Eukaryotic and Prokaryotic cells are also influenced strongly by the chemistry of the surface. The chemistry aspect and the physical features are interlinked. Each influences the downstream effects of the other factor. A surface with a homogenous chemistry on a smooth surface once modified with surface topography redistributes the chemistry and introduces new heterogeneity. In the next section, we map the surfaces and boundaries in and around the tooth organ and describe briefly their biological and mechanical functions.

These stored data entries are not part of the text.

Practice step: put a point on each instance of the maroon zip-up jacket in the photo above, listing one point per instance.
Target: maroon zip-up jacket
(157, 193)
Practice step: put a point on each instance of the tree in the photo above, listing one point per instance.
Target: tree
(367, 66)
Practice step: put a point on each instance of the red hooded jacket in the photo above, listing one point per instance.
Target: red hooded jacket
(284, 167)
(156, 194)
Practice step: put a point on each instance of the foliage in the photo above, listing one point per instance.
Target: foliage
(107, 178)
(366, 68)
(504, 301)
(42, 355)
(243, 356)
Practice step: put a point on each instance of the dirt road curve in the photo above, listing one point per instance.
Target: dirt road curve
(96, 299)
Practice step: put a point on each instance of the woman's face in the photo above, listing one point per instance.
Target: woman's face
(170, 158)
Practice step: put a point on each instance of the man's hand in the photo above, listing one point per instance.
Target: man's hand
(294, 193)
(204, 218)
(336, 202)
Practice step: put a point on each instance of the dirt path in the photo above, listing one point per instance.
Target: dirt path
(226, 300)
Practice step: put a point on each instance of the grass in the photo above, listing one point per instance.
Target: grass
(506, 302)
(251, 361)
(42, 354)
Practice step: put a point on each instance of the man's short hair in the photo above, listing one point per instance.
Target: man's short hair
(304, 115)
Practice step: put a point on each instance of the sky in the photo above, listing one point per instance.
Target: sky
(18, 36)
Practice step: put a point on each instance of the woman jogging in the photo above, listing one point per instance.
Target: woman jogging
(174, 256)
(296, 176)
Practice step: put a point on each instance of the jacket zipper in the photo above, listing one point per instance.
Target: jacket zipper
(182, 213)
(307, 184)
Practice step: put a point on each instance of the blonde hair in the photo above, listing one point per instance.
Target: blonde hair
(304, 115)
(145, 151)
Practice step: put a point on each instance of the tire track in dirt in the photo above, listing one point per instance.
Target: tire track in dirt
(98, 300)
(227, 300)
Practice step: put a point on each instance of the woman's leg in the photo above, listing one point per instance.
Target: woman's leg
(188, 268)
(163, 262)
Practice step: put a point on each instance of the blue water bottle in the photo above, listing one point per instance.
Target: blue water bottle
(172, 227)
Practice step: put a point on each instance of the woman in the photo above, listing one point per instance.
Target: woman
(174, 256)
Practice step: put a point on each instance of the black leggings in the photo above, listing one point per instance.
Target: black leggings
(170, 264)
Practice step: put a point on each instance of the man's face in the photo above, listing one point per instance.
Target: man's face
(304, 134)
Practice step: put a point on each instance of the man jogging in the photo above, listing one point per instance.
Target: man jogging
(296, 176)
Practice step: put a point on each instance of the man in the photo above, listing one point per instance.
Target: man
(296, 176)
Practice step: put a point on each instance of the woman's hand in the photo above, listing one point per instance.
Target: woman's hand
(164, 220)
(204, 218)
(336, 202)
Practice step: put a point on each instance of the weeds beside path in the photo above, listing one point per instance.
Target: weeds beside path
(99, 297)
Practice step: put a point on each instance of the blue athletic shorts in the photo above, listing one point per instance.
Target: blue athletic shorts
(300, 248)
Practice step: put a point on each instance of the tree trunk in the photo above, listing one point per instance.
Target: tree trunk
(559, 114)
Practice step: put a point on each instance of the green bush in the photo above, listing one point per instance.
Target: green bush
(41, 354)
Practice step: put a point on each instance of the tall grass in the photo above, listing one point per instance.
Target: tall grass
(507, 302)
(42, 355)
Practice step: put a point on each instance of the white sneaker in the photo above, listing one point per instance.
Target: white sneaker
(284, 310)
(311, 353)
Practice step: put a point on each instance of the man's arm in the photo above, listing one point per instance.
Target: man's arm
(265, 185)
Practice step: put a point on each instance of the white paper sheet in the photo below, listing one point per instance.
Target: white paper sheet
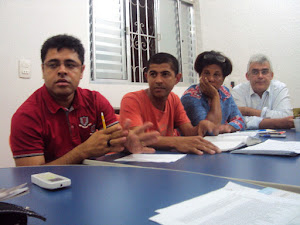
(272, 147)
(233, 204)
(167, 158)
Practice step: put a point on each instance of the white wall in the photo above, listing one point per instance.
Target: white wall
(246, 27)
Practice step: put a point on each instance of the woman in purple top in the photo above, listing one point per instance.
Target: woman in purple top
(210, 100)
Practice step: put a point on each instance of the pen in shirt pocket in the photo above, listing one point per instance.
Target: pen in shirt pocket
(103, 121)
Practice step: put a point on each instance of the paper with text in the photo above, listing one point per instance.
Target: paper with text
(167, 158)
(272, 147)
(233, 204)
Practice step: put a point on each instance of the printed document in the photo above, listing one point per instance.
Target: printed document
(232, 141)
(272, 147)
(234, 204)
(152, 158)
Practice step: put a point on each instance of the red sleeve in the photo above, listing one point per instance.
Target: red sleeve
(131, 109)
(26, 135)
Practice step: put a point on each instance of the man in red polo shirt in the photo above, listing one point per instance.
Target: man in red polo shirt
(60, 123)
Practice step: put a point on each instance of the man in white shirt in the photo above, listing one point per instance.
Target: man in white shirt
(264, 102)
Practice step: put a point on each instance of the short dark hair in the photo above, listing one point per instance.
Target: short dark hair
(63, 41)
(163, 57)
(212, 57)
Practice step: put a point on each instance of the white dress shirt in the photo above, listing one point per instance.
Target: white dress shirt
(274, 103)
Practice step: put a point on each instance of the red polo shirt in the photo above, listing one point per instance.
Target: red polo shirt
(42, 127)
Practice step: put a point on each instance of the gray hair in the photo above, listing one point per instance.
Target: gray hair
(259, 58)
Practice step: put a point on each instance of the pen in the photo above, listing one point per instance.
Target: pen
(103, 121)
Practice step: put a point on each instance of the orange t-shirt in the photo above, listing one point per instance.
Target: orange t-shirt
(137, 107)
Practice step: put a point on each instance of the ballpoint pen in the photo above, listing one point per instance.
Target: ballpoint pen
(103, 121)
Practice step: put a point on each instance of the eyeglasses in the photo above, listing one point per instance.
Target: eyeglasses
(69, 65)
(257, 71)
(211, 56)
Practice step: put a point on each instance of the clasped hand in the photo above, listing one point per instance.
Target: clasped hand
(117, 138)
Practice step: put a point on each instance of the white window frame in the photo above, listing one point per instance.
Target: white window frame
(189, 75)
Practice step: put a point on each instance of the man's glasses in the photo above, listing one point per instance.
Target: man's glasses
(69, 65)
(211, 56)
(257, 72)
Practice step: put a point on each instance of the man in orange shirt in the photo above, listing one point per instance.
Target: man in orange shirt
(163, 108)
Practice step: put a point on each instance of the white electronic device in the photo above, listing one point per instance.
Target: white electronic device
(50, 180)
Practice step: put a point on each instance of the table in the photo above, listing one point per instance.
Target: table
(107, 195)
(275, 171)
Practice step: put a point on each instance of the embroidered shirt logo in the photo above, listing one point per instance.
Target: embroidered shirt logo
(84, 122)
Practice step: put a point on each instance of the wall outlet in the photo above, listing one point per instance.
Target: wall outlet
(24, 68)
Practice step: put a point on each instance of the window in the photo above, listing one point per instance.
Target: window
(125, 33)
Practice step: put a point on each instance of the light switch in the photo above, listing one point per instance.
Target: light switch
(24, 68)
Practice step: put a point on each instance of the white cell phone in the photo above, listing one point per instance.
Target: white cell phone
(50, 180)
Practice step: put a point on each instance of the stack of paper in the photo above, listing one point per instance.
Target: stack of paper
(152, 158)
(231, 141)
(234, 204)
(273, 147)
(7, 193)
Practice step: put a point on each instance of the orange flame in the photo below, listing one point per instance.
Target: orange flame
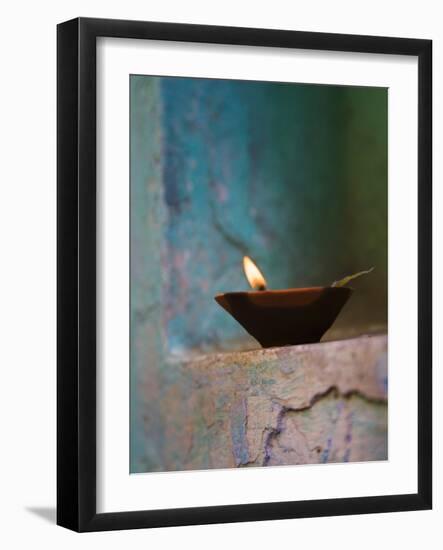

11.2 Materials Dentistry: A World of Surfaces and Interfaces

Restoration and replacement of dental structures is intensively focused on surfaces at boundaries and interfaces. The tooth organ is made up of a multiplicity of tissue layers and interfaces (Fig. 11.1). These are necessary for the intricate biomechanical functions of the tooth organ. Replacing them requires mastery of interface engineering. Graded interface is the key to integration between layers consisting of different compositions and structures. Many mechanisms are in play to stop or contain cracks from forming. In traditional restorative dentistry the question of bonding layers of different materials coherently has been studied in great depth. The better design of surface structures and chemistry is imperative for every material placed inside the body. Surfaces are also being used to control and manipulate biology in rational ways.
Fig. 11.1

A histological longitudinal slice through a human molar tooth with annotations to highlight surfaces and junctions or interfaces inside and around the tooth organ. (1) Dentine to Periodontal ligament interface; (2) PDL/cementum interface; (3) Cementum/bone junction; (4) Dentine/pulp junction; (5) Gingiva boundary; (6) Enamel boundary; (7) Dentine/enamel junction; (8) Gingiva/enamel interface. Image reproduced from: and

In the regenerative sciences precise control of cell proliferation and differentiation is unresolved and therefore remains of considerable future significance. In cell engineering surface structures over large surface areas have been developed to select, maintain, expand and invoke phenotype changes in cell populations with some important successes. Topography at the nanoscale is showing enormous promise as a device to influence cell behaviours in predictable and useful ways for benefits in cell therapy and tissue engineering. Research on surface continues to be a crux in materials dentistry and regenerative dentistry. The major areas would be surfaces for bacteria control and selectivity and surfaces for cell and tissue integration. The basic work on programmed surfaces for cell selection, growth and lineage specification also relate heavily to regenerative dentistry strategies and offer new therapeutic routes. In the next sections of this chapter we hone in on the programmed surfaces with topography for bacteria control, tissue adhesion and biointegration.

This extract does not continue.